Expliquer les faibles résultats de la VAE
Carole Tuchszirer est chercheure au Centre d’études de l’emploi et du travail (CEET). Socio-économiste, elle consacre ses travaux à la formation professionnelle, au service public de l’emploi et au régime de protection sociale des chômeurs. Sur le blog du Cnam, elle pointe que :
les actifs salariés représentent 71 % des candidats à un parcours de VAE. Il s’agit principalement de personnes expérimentées qui ont entre 40 et 49 ans, pour 40 % d’entre eux. La part des demandeurs d’emploi est résiduelle : ils ne représentent que 29 % des candidats.

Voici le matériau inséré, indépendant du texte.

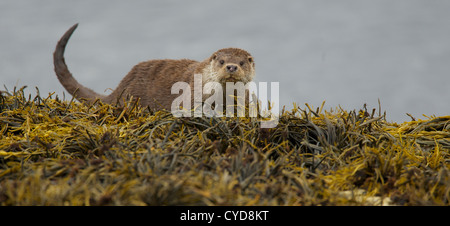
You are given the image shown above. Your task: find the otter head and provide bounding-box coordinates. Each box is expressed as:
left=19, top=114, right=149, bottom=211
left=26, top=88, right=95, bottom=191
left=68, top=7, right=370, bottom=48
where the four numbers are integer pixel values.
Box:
left=208, top=48, right=255, bottom=84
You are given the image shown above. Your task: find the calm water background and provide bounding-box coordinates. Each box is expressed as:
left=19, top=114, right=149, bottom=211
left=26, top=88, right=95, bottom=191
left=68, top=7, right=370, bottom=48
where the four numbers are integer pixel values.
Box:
left=0, top=0, right=450, bottom=122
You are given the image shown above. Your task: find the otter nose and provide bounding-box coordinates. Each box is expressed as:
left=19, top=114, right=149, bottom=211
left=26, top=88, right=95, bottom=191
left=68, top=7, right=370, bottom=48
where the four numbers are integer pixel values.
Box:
left=227, top=65, right=237, bottom=72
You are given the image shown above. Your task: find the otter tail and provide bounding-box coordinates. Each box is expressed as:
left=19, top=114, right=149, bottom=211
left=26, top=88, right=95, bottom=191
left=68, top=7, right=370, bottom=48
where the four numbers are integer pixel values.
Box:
left=53, top=24, right=105, bottom=102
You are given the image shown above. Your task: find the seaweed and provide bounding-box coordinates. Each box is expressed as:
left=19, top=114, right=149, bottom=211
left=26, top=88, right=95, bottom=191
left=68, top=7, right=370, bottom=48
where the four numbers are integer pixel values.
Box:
left=0, top=87, right=450, bottom=206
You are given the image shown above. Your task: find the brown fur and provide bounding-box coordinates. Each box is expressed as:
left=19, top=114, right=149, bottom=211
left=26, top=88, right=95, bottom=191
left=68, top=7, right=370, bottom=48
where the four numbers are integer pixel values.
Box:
left=53, top=24, right=255, bottom=110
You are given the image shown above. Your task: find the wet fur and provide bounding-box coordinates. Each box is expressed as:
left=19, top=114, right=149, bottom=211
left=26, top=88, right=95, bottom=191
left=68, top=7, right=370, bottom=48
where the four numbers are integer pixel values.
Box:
left=53, top=24, right=255, bottom=110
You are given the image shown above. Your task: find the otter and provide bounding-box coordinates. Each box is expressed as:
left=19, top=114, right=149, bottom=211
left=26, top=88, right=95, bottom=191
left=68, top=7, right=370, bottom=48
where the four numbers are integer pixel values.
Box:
left=53, top=24, right=255, bottom=110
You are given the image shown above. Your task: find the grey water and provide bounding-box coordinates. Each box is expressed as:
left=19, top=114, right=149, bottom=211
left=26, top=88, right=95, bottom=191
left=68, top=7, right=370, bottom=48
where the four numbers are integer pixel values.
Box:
left=0, top=0, right=450, bottom=122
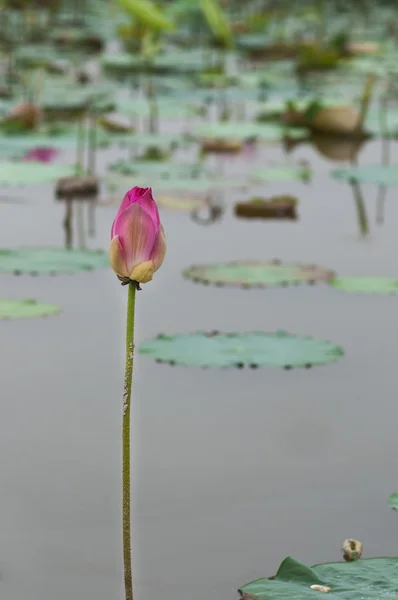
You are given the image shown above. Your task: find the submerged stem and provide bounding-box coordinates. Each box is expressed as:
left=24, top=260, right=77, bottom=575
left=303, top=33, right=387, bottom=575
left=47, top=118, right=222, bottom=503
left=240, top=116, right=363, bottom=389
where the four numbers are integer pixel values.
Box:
left=122, top=283, right=135, bottom=600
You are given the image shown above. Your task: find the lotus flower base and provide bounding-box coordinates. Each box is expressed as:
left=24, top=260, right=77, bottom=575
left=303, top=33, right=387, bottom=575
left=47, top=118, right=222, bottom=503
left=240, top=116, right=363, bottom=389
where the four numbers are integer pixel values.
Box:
left=116, top=275, right=142, bottom=292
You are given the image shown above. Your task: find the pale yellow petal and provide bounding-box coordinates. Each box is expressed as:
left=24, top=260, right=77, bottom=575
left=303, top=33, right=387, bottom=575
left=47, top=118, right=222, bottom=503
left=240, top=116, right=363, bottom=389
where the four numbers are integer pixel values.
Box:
left=129, top=260, right=154, bottom=283
left=109, top=235, right=129, bottom=277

Autre phénomène important : les femmes sont largement majoritaires, à 74 %. Les candidats prétendent aussi en général aux premiers niveaux de qualification : près des trois quarts d’entre eux visent l’obtention d’un diplôme de niveau V (CAP, BEP) au Répertoire national des certifications professionnelles (RNCP) ou un équivalent au bac. Beaucoup de ces titres correspondent aux métiers du social et du sanitaire.

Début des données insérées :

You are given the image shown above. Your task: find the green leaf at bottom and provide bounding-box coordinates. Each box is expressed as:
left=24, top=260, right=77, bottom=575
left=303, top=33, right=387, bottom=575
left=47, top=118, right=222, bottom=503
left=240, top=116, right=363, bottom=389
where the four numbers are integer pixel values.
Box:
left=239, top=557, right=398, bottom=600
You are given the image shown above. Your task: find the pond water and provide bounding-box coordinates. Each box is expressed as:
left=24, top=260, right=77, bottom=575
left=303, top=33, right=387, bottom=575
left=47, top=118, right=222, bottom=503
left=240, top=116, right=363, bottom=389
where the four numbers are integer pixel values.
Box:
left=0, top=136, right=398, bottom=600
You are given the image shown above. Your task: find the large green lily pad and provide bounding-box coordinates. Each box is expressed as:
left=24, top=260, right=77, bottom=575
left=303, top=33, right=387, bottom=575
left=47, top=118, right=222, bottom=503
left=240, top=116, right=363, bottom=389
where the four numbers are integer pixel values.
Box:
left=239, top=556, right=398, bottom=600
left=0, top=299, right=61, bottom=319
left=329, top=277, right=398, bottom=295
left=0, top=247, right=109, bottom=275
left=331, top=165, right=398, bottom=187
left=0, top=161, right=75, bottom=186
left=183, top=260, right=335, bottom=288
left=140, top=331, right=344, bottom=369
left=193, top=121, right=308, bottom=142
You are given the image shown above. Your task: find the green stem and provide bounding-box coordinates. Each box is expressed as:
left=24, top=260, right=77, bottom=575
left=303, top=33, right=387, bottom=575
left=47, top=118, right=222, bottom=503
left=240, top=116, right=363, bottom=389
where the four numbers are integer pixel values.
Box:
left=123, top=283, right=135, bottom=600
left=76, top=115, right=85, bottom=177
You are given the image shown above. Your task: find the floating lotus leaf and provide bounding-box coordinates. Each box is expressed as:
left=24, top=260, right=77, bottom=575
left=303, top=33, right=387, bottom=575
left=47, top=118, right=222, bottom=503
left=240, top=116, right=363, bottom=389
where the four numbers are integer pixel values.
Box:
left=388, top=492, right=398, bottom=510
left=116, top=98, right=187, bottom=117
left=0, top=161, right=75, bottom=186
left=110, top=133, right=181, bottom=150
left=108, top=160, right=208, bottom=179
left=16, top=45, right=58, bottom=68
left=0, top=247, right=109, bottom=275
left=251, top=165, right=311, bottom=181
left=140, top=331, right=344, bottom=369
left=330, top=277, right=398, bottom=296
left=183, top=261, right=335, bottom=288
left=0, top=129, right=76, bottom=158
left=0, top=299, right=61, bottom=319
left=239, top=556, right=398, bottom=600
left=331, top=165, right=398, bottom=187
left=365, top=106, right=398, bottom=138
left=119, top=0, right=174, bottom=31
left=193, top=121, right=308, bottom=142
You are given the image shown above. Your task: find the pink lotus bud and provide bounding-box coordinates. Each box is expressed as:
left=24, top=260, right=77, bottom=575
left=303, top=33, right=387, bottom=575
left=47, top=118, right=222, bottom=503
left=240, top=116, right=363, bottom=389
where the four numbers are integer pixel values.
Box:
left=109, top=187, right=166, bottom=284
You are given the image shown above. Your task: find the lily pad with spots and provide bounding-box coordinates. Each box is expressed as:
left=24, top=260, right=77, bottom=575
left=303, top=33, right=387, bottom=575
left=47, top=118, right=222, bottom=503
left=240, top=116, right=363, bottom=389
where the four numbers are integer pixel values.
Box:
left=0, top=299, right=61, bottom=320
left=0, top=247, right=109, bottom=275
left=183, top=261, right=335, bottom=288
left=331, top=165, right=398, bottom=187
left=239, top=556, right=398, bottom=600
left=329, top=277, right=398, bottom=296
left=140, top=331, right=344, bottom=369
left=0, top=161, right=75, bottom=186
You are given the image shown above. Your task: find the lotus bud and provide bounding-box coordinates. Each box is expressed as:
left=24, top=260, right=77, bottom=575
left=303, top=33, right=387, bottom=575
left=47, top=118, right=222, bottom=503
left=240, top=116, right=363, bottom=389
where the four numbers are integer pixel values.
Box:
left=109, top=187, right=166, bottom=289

Pour elle, la motivation principale des candidats est la recherche d’une reconnaissance. Souvent le projet professionnel qui suit la VAE n’est pas toujours mûri.
Interrogée sur le peu de candidats à la VAE et ses faibles résultats, la chercheure témoigne d’une convergence de difficultés, notamment la complexité des démarches administratives et les coûts importants que représentaient la VAE. Ainsi :
Tout actif peut s’engager dans un parcours VAE, mais ce dernier est coûteux en temps et d’une grande complexité administrative. C’est la raison pour laquelle une grande partie des candidats ne termine pas le processus. Ainsi, à chaque étape, entre la recherche du diplôme sur le Répertoire national des certifications professionnelles (RNCP) correspondant à son expérience, et la présentation devant le jury, le nombre de candidats diminue. […] Ce fait est d’autant plus aigu pour ceux parmi les demandeurs d’emploi qui ont perdu le lien avec le marché du travail. On note cependant que les abandons diminuent singulièrement lorsque les candidats sont intégrés dans une démarche collective.
Globalement, le nombre des candidats est en perte de vitesse ces dernières années.
Ce dispositif a en outre suscité des prises de positions idéologiques très fortes. Le milieu de l’Éducation nationale s’est montré réticent à s’engager dans ce processus. À ses yeux, le savoir expérientiel ne pouvait pas relever du diplôme. […] Encore aujourd’hui, le rapport entre valorisation des acquis de l’expérience et formation continue ou initiale est compliqué. Pour prendre un autre exemple, dans le milieu universitaire, l’idée que l’on puisse valider un doctorat en VAE, et donc que ce dispositif puisse toucher les plus hauts niveaux de formation fait débat.